1. Revenue recognition: While it is important to understand a company’s cash flow, it can be meaningful to review earnings under U.S. generally accepted accounting principles (GAAP) and Accounting Standards Codification (ASC) 606 (the new revenue recognition standard effective fiscal year 2019), especially in a transaction environment.

2. Customer retention: Customer retention analyses assess customer revenue trends over a period of time. The metrics used to calculate customer retention can be but are not limited to: recurring revenue, annual recurring revenue (ARR), total contract value (TCV), customer billings, customer count, subscriber count, user count, and logo count. Customer retention is considered a benchmark analysis for a company with a recurring revenue or subscription model.

3. Contracted backlog and estimated pipeline: Backlog and pipeline analyses can provide meaningful insights into expected revenue and, with the combination of customer retention, the analyses can provide meaningful insight into a company’s revenue forecasting and financial modeling.

4. Customer concentration: The tracking of how earnings are derived, and from whom can provide meaningful insights into a company’s customers, including: (a) understanding customer concentration risks and the potential impact from customer departures, (b) understanding commonalities in sales between the larger customers for upsell potential and marketing efforts, and (c) understanding opportunities for customer revenue diversification.

5. Lifetime value (LTV): An LTV analysis presents the total estimated revenue expected from a customer based on historical reported customer revenue and the estimated customer life span. A customer’s LTV can be a key metric for a growing TMT company and can assist management in making strategic business decisions.

Cost analyses: Is the company maximizing its profit potential and managing costs effectively and efficiently?

6. Gross profit analyses: Gross profit equals revenue minus costs to service the revenue. While the definition sounds simple, in practice, companies tend to define gross profit differently and, at times, incorrectly.

7. Utilization rates: Utilization rate is defined as the number of time employees spend on client-facing or billable assignments as a percentage of their total available time at work or employee plan hours. Utilization rates can provide meaningful insights into the company’s operational efficiencies and management of employee costs (including overtime).

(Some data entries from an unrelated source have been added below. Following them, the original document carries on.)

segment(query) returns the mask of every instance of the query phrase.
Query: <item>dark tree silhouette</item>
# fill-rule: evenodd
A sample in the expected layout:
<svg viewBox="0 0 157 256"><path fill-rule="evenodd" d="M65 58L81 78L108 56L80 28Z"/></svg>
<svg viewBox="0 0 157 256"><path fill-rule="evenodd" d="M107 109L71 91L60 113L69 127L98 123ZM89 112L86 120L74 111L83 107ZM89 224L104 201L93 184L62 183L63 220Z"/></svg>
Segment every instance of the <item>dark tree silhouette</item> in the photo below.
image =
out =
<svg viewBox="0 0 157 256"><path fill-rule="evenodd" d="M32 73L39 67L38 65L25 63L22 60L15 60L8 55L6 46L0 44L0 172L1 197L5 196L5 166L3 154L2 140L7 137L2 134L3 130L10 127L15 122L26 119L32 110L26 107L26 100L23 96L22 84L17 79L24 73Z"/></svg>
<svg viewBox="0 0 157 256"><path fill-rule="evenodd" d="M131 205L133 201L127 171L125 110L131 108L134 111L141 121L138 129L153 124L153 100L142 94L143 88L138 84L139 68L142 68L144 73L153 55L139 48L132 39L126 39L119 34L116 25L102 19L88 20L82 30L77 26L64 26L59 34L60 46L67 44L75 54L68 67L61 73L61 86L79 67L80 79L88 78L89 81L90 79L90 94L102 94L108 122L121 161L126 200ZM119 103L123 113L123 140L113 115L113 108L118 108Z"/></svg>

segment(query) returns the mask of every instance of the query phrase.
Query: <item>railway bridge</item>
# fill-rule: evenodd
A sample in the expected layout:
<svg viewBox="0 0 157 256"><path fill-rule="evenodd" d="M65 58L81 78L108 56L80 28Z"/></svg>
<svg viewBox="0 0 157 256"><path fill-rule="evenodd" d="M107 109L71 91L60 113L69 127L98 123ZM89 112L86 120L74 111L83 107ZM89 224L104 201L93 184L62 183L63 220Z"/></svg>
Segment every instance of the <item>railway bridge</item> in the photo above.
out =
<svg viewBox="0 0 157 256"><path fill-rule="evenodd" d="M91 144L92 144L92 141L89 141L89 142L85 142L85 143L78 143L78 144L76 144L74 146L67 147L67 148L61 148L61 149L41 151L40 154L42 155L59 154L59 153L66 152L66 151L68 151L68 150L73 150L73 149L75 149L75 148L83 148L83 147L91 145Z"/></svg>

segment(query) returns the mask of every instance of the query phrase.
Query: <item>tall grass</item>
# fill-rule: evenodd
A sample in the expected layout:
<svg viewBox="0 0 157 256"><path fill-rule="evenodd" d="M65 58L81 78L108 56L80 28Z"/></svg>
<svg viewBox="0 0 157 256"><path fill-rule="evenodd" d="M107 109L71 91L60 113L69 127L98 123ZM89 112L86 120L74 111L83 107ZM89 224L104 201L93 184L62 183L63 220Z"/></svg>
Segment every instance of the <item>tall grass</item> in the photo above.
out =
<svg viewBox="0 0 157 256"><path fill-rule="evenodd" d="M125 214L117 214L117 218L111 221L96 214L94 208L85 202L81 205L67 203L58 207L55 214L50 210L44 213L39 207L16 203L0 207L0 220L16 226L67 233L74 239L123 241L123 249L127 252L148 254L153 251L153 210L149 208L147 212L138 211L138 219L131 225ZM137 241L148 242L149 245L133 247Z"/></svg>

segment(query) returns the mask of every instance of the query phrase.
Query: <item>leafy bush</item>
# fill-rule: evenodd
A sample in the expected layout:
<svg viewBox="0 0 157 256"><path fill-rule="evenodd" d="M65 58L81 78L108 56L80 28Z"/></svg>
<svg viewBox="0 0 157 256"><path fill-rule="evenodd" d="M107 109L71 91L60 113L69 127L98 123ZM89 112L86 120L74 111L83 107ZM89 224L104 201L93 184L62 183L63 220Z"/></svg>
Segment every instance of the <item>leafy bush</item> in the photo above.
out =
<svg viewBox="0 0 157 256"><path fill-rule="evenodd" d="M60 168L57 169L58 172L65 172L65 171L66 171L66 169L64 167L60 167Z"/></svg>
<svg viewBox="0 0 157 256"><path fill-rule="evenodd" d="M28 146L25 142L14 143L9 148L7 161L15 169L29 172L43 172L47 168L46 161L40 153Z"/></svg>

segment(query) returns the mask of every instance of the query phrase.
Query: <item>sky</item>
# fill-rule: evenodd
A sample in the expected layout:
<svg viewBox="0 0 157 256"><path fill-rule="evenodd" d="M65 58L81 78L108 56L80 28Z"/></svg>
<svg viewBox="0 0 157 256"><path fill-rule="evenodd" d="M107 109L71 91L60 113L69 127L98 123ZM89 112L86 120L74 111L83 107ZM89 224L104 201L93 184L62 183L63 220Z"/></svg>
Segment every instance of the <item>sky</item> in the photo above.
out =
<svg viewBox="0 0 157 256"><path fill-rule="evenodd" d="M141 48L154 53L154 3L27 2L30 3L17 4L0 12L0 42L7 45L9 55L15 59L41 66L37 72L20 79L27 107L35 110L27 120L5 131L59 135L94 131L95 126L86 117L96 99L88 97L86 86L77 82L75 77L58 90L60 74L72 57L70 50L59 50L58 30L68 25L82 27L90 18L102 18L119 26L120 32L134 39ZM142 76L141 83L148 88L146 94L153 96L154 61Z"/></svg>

8. Customer acquisition costs (CAC): CACs are costs associated with acquiring and monetizing a customer. CACs can help determine optimal pricing of a product or service and the scalability of a company. At a minimum, the potential earnings from a customer should be covering the CAC and the expected cost to service the customer.

9. Software development costs: When a TMT company has internal-use software (software-as-a-service (SaaS)) or external-use software (on-premise software) offerings, they face the challenge of determining which costs should be expensed versus capitalized. While the capitalization rules differ between internal-use and external-use software, tracking the supporting information is critical in either case.

10. SaaS Rule of 40: The Rule of 40 is an index to measure efficiency and growth for SaaS companies. The formula behind the Rule of 40 calculates the revenue growth rate plus EBITDA percentage, with the sum of these two ideally being equal to or greater than 40%.

While the importance and value of each of these analyses will be dependent on the target’s profile, each of these analyses should be contemplated in any proposed TMT transaction. Further, they can assist with calculating the company’s return on investment (ROI), or the net benefit or gain over the related cost. However, each company and transaction varies and consideration should be given to unique analyses, including cash flow management through the COVID-19 crisis that can be performed during diligence to better understand ROI.